Em meio à repercussão, a Administração Nacional da Aeronáutica e Espaço (Nasa) divulgou explicações detalhadas para desmistificar o fenômeno. Segundo a agência, trata-se dos chamados “red sprites”, descargas elétricas raras que acontecem muito acima da zona onde os relâmpagos tradicionais se formam.
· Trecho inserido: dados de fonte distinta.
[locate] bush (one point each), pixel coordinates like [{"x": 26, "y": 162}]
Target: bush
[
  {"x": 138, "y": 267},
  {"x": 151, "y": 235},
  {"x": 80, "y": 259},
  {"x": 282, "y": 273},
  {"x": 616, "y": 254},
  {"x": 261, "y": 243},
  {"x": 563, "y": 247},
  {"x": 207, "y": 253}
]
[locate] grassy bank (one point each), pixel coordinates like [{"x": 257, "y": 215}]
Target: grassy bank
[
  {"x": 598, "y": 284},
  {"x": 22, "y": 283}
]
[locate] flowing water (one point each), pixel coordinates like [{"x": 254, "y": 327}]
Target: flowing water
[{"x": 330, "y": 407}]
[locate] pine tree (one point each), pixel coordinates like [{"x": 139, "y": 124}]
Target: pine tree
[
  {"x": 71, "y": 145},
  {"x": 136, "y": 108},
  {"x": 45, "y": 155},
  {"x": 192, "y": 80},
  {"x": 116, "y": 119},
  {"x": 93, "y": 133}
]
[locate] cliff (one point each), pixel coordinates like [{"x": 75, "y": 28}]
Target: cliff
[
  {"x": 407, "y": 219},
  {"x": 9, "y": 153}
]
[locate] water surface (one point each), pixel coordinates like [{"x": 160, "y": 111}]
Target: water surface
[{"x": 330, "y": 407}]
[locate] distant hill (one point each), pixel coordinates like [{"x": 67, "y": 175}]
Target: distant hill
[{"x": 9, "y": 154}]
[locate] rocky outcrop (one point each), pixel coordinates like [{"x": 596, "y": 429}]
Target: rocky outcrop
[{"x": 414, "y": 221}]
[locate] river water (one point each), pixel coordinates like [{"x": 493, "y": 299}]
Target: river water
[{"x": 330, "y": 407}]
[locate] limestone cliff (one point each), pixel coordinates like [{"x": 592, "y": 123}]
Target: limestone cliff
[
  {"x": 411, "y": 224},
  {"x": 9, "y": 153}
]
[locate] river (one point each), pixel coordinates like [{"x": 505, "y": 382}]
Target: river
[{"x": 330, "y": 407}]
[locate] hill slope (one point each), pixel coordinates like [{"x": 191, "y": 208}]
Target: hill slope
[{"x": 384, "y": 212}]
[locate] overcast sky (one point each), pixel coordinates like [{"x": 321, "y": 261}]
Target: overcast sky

Essa espécie de “faísca atmosférica” se desenvolve na mesosfera, camada que fica entre 50 e 90 quilômetros de altitude da superfície terrestre, projetando-se sempre para cima, ao contrário dos relâmpagos comuns, que seguem em direção ao solo.
O brilho avermelhado, que costuma aparecer e desaparecer em frações de milésimo de segundo, é resultado da interação da energia liberada com moléculas de nitrogênio presentes naquela região da atmosfera. A rapidez do fenômeno e a dificuldade de registrá-lo com nitidez ajudam a reforçar a sensação de mistério que acompanha esses eventos há décadas, embora sejam plenamente conhecidos pela ciência.
Sprites vermelhos
A Nasa reforçou que os “sprites” são naturais. A ocorrência é rara, mas tende a ser flagrada com mais frequência durante tempestades muito intensas, quando a atividade elétrica na atmosfera atinge níveis elevados. Outro ponto é que não oferecem risco a aviação comercial, já que ocorrem muito acima das rotas utilizadas por aeronaves.